In fact, the Comcast people say that aside from a documentary on the St. Paul (Minn.) Saints of the Northern League that aired in 1996, they know of no other up-close and personal TV study of a minor league baseball team.

For their part, the Ironbirds are understandably thrilled about the attention the series might generate.

All 38 of their home games at spiffy, 6,000-seat Ripken Stadium - minor league baseball's newest Garden of Eden - were sold out last year. And anticipation about the arrival of ballyhooed first-round draft choices Adam Loewen and Nick Markakis has added to the excitement levels this season.

But a reality TV series - that's when you know you're big, in Harford County or anywhere else.

"This is the biggest stage in the Orioles farm system ... with the [stadium] itself, our proximity to Baltimore and Cal's [ownership]," said Ironbirds general manager Jeff Eiseman. With the reality series, "we're looking to show people what the spirit of minor league baseball is, how people embrace their teams."

Since the Ironbirds' 30-man roster was finalized only recently - opening night was June 17 - team officials say they're unsure which of the players might emerge as potential "characters" for the reality series - or if any will take over the cameras the way Tony Siragusa did on HBO's Ravens series.

PR director Steve Spadafino says pitcher Brandon Spillers is "a pretty funny guy" and that pitcher Joe Coppinger and first baseman/DH Luis Jimenez are gregarious enough to attract the TV cameras.

But Eiseman thinks Comcast would be foolish to focus too much on one or two players, given the vagaries of the minor league existence.

"The reality is," said Eiseman, "you could have a guy you focus your attention on, and he gets called up or sent down the next day."

"Called up" might mean a promotion to the DelMarva Shorebirds or the Frederick Keys, the next steps up the O's minor league organizational ladder. "Sent down" might mean a demotion to the O's lower Class A team in Bluefield, W.Va.

Capturing the lifestyle

But Daniel and his staff are still fleshing out the themes that will connect the various episodes of Inside the Ironbirds.

Filming for the first time at the Ironbirds season opener against the Brooklyn Cyclones, the crew shot the mob scene that always accompanies a Cal Ripken autograph session, this one in the stands behind home plate.

They shot Gov. Robert L. Ehrlich throwing out the first ball and University of Maryland All-American linebacker and Aberdeen native E.J. Henderson throwing out what the announcer referred to as the "first pass."

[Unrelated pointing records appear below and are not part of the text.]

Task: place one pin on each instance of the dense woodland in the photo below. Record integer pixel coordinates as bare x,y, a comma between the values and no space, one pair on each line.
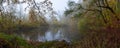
98,22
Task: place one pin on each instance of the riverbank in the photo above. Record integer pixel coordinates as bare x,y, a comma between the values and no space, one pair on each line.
102,39
11,41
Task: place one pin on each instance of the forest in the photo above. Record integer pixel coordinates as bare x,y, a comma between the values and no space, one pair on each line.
82,24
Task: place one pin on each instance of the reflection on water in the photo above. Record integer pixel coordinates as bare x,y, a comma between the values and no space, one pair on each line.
51,33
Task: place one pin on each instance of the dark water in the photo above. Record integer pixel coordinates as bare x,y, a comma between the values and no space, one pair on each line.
50,34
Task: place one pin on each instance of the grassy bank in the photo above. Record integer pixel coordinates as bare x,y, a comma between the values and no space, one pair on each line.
103,38
11,41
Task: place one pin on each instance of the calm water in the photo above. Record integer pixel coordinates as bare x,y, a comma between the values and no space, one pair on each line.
50,34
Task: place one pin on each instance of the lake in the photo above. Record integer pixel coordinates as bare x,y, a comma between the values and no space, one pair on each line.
51,33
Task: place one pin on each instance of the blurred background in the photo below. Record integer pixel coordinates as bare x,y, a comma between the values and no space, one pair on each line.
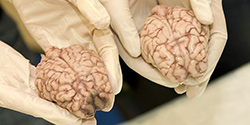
139,95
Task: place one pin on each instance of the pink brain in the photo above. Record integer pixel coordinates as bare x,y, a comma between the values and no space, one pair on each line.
175,42
76,79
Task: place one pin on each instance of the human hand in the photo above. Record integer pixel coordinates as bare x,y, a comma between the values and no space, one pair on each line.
218,36
58,23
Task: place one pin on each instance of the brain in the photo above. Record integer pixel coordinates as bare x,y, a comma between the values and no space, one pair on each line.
76,79
175,42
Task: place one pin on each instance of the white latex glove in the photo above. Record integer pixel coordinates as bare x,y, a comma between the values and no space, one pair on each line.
207,12
52,23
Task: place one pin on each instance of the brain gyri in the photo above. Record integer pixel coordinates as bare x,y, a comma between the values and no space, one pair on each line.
175,42
76,79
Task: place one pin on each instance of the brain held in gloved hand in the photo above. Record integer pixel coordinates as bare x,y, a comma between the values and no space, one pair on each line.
175,42
76,79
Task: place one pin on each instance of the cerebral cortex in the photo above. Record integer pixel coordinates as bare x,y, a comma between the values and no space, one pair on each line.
75,78
175,42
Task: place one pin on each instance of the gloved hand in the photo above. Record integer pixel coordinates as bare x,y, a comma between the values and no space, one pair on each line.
52,23
207,12
120,19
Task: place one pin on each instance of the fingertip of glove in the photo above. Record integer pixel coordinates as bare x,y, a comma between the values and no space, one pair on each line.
102,23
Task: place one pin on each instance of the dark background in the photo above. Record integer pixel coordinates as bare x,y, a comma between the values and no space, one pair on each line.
138,94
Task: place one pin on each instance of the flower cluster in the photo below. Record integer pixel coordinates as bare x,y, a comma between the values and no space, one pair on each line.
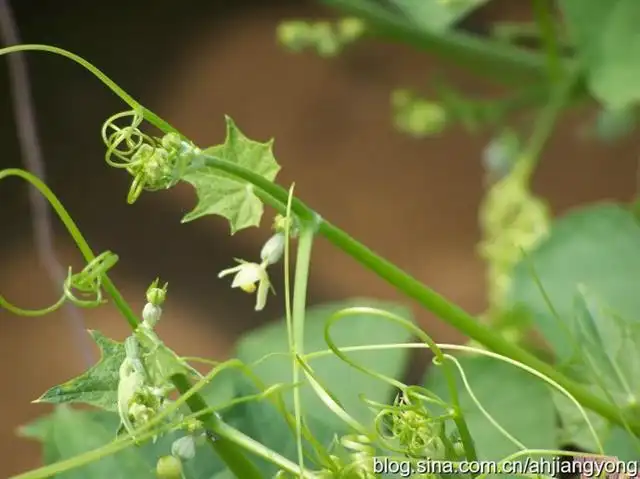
154,163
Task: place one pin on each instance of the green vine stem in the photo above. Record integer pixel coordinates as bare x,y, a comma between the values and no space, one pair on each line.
276,196
303,259
226,438
497,60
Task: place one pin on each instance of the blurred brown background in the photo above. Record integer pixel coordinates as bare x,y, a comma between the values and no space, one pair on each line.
415,202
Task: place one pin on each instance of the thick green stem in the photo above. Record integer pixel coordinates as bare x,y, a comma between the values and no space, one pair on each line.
303,260
227,450
276,196
546,25
502,62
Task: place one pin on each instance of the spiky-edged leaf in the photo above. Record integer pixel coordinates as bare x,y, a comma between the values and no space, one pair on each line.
98,386
231,198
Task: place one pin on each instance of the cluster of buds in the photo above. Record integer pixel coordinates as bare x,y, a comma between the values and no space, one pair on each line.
354,459
415,429
326,38
251,277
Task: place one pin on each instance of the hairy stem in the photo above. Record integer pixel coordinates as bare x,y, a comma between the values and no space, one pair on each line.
27,131
276,196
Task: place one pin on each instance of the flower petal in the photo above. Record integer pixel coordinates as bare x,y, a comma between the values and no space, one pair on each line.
228,271
261,296
248,273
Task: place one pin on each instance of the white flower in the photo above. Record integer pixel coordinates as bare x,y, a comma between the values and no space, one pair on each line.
273,249
184,448
246,276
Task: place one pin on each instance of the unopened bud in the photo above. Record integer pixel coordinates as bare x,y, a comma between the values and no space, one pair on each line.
157,295
169,467
184,448
273,249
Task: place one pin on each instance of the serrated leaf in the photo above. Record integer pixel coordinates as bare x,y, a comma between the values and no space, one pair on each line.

They shot an inning in the Ironbirds dugout, too, although presumably with the idea of editing - heavily, one hopes - much of the spitting and scratching that ballplayers tend to do in these situations.

And, this being the springtime from hell in Central Maryland, they also shot the rain that fell throughout and ended the game early.

Which, as any fan would tell you, definitely came under the heading of "too much reality."